How Do Bookmakers Calculate Odds?

Although there are a lot of materials on this topic around the Internet, I have found them a bit confusing and hard to understand. A good sports bettor has to know the real probabilities in order to make a good pick. Don't be surprised when I tell you that the coefficients you see when you bet on games, are actually far away from their "true" value.

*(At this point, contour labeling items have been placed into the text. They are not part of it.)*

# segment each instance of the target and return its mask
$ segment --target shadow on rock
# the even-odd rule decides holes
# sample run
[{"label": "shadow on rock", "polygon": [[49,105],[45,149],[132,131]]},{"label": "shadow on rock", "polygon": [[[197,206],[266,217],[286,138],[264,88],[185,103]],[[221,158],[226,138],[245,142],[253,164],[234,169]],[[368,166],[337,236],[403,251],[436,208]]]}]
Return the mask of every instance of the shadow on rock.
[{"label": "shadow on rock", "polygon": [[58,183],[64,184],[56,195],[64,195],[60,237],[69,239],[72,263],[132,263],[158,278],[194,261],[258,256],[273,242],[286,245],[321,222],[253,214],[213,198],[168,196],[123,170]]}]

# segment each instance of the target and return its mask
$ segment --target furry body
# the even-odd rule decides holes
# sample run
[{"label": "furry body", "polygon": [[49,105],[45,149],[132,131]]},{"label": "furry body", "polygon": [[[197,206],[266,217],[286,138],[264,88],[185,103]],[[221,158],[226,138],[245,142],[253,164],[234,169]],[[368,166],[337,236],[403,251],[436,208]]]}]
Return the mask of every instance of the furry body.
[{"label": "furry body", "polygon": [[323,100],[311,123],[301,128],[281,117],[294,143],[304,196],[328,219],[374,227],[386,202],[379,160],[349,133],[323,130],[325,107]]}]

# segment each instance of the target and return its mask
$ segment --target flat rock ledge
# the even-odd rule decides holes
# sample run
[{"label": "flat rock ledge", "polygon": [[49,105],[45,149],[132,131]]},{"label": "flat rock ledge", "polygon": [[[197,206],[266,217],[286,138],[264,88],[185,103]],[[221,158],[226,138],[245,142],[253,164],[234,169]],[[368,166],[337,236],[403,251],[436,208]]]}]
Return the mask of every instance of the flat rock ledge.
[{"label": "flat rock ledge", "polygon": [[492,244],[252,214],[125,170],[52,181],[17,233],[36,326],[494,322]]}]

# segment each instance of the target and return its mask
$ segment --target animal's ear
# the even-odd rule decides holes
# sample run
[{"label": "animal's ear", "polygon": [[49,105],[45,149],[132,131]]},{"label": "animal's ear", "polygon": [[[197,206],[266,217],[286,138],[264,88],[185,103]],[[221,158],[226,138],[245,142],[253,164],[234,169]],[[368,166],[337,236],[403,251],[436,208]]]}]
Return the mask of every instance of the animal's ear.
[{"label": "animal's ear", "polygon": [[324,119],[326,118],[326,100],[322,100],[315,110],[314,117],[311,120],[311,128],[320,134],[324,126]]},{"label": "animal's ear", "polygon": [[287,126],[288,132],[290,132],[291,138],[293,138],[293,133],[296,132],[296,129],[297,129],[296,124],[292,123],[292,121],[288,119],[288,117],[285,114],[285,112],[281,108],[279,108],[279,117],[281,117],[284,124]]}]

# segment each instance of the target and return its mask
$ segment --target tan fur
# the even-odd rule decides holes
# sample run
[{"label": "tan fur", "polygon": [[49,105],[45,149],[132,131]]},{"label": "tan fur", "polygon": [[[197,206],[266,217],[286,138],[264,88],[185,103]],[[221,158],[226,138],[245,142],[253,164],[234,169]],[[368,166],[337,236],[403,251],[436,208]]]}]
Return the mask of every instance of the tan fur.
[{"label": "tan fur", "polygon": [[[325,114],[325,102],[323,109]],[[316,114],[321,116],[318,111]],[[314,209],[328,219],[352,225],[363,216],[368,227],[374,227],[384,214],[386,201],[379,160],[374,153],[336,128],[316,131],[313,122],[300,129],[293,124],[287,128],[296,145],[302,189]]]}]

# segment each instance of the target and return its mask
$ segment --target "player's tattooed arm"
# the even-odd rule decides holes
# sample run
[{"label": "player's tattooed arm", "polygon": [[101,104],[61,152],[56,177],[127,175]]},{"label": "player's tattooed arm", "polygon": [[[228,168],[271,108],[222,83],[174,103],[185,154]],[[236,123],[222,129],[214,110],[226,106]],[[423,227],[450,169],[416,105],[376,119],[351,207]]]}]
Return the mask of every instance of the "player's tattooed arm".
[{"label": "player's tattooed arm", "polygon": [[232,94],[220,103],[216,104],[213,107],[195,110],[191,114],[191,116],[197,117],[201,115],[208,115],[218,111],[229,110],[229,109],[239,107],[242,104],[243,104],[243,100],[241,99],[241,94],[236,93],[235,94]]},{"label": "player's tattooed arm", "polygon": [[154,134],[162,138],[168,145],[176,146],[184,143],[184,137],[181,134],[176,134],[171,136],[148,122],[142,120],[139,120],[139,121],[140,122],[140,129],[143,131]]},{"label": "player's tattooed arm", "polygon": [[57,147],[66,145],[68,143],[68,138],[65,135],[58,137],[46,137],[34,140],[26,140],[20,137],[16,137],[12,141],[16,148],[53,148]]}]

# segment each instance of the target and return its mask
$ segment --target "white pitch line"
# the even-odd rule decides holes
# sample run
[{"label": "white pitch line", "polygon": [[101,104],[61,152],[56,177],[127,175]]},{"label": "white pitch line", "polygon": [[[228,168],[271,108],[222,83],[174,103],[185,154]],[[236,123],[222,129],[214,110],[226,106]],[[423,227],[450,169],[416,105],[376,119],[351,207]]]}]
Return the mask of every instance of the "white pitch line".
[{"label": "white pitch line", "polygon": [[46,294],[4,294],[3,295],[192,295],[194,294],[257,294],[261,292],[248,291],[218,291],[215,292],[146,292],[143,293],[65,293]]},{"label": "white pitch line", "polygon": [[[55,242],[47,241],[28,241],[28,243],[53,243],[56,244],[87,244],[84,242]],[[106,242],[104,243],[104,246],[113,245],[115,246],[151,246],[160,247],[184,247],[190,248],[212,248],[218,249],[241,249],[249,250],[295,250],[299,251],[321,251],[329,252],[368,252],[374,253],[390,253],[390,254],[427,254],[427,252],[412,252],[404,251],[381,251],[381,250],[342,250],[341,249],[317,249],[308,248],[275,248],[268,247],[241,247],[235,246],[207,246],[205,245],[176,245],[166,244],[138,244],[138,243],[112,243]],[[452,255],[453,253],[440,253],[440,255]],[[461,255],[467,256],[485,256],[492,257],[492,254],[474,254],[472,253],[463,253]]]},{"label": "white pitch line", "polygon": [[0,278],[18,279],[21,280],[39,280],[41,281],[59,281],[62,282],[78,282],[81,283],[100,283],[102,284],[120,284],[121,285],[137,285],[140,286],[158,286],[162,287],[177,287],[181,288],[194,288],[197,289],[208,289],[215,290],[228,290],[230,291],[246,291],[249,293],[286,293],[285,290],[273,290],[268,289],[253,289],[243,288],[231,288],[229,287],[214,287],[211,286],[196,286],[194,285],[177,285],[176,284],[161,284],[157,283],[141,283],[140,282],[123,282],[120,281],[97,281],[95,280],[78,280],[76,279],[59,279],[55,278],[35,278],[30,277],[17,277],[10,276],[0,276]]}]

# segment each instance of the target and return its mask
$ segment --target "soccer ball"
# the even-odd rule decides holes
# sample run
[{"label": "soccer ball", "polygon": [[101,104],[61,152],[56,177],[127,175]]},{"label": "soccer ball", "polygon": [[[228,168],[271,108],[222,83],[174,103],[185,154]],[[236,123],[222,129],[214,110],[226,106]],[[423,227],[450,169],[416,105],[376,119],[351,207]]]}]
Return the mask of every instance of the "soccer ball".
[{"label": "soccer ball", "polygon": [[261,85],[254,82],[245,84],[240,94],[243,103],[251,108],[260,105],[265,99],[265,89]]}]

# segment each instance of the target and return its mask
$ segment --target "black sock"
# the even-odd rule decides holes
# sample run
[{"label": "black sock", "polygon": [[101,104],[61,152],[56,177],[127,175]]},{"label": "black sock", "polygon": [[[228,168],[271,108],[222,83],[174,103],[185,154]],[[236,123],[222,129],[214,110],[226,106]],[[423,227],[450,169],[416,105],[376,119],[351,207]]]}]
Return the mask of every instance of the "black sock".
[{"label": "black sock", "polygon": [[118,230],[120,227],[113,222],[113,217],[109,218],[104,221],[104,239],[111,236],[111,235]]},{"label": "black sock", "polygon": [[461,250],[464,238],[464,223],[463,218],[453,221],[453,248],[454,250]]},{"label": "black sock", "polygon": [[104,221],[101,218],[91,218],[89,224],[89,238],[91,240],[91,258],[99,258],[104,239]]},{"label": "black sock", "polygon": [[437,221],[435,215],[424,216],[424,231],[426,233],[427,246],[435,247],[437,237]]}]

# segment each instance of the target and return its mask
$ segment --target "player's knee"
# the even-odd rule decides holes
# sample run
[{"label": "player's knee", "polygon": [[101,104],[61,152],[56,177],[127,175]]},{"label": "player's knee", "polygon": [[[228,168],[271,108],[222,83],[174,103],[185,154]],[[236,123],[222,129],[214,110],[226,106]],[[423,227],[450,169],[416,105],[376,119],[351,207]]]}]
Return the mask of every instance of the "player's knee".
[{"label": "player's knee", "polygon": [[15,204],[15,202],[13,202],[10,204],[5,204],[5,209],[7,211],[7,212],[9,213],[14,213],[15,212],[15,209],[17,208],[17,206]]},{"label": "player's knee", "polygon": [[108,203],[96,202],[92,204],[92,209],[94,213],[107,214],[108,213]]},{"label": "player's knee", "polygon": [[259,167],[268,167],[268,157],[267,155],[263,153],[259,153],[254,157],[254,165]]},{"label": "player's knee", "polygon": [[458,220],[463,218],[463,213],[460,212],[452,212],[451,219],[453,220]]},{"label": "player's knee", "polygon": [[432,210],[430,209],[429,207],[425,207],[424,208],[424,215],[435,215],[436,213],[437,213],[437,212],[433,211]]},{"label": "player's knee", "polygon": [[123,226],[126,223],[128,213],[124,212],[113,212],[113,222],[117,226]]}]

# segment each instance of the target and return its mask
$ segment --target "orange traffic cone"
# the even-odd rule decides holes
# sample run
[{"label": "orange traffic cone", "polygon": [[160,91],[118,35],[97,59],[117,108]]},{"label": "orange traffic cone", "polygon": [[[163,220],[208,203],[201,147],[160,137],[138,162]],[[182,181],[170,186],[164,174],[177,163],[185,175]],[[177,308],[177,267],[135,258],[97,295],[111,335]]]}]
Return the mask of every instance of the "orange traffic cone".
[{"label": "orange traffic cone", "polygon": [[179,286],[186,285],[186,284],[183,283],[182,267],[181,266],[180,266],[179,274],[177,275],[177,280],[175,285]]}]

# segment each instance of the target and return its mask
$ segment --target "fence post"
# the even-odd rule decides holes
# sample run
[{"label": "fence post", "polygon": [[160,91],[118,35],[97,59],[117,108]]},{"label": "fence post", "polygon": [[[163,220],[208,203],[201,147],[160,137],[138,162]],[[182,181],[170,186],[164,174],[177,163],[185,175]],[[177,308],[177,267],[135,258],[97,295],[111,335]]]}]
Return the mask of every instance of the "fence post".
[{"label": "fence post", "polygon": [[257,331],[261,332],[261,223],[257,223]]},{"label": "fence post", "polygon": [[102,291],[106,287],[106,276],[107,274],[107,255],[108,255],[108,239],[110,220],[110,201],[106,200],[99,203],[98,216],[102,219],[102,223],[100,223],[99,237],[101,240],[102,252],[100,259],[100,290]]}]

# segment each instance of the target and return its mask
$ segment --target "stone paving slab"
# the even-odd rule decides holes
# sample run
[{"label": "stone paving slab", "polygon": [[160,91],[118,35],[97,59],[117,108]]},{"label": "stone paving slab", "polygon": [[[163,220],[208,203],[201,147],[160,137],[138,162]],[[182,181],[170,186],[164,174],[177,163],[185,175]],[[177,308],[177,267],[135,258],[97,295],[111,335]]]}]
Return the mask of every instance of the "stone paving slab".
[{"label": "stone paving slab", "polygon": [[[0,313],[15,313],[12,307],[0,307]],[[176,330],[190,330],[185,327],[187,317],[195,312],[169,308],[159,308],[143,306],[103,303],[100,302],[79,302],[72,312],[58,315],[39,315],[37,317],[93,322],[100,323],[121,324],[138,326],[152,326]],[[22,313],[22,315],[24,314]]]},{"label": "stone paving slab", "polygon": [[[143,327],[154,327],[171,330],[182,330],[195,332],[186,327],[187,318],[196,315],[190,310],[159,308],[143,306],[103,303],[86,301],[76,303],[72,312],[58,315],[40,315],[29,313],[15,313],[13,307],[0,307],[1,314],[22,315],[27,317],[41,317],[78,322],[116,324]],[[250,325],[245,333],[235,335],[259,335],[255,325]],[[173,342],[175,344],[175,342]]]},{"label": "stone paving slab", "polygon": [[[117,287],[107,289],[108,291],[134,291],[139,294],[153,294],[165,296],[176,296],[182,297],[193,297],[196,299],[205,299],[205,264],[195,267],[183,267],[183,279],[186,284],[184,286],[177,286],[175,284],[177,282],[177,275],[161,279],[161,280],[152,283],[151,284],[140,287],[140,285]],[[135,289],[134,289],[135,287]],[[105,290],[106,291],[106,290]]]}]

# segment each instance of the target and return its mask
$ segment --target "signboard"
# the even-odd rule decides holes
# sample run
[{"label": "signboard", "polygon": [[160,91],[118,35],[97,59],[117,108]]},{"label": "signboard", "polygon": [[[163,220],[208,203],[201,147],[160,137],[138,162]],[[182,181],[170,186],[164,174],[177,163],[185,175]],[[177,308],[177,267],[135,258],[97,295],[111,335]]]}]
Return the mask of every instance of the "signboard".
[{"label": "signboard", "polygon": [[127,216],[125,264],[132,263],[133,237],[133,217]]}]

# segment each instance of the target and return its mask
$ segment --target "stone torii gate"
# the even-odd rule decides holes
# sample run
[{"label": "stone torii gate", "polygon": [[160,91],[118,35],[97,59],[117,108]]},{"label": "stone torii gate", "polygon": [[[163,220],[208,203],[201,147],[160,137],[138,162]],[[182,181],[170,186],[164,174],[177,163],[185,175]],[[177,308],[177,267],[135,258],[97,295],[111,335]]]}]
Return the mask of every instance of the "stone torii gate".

Let's look at the following example, that I will use in this article, to make things more clear for you:

Say we have: TeamA and TeamB and their true probabilities are the following:

TeamA: 55% chance of winning
TeamB: 25% chance of winning
A draw between the two sides: 20% chance
When you sum up the above percentages you get 100%, which means that if the bookmaker offers you those odds they will neither win nor loose. So in order for them to profit they modify the original values to something similar:
TeamA: 54% chance of winning
TeamB: 32.4% chance of winning
A draw between the two sides: 21.6% chance
Now the sum is 108% which will guarantee the bookmaker a profit of 8%.
In European format, these odds are displayed as coefficients:
54% = 1.85
32.4% = 3.09
21.6% = 4.63
At these odds, the bookmaker pays out the player's stake multiplied by 1.85 or multiplied by 3.09 or multiplied by 4.63. Too keep things simple here's what I am talking about:
Using these figures, we can calculate back to 8%: the amount of profit the bookmaker will take:
For each $100 staked, $50 would be on TeamA to win, $30 on TeamB to win, and $20 on a draw.
If TeamA wins, the bookie pays out 50*1.85 = $92.50
If TeamB wins, the bookie pays out 30*3.09 = $92.70
If the two sides draw, the bookie pays out 20*4.63 = $92.60
This would be perfect for the bookmaker if everyone bets according to the odds. However we all know most people bet on who they favor.This is also called the "public opinion spread". This means that even though TeamB has only 32.4% chance of winning, its supporters would bet on it.
Let's say the actual "public opinion spread" is:
70% total money staked on TeamA to win
25% total money staked on TeamB to win
5% total money staked on a draw between the two sides
For every $100 staked, the bookmaker will take $70 on TeamA, $25 on TeamB, and $5 on a draw.
If the bookmaker offered odds as per the 'true' probabilities - and not as per the actual spread of bets, for each $100 they took, they would pay out (with profit margin accounted for):
If TeamA wins: 70*1.85 = $129.50
If TeamB wins: 25*3.09 = $77.25
If the two sides draw: 5*4.63 = $23.15
You see now that this is not a very good way to make profit, because in some cases the bookmaker will win money and some will loose money.So instead, the bookmaker aims to make a consistent profit by calculating its odds based not on the likely outcomes, but rather on the spread of bets that they expect to receive on the different outcomes.
So a bookmaker expecting the following spread of bets:
70% total money staked on TeamA to win
25% total money staked on TeamB to win
5% total money staked on a draw between the two sides
will adjust its profit margin at 8% profit, so the percentages will be - 75.6% / 27% / 5.4%
And converting these figures to odds:
1.32 TeamA to win
3.70 TeamB to win
18.52 for a draw between the two sides
So on each $100 staked:
If TeamA wins bookmaker pays out 1.32*70 = $92.40
If TeamB wins bookmaker pays out 3.70*25 = $92.50
If it's a draw bookmaker pays out 18.52*5 = $92.60
Thus the bookmaker's profit is between $7 and $8 = 8%. (Rounding of figures dictates that the profit is not always precisely 8%.)
Bookmakers employ further formulas to calculate adjustments to make to odds depending on the actual money flow on each outcome of an event.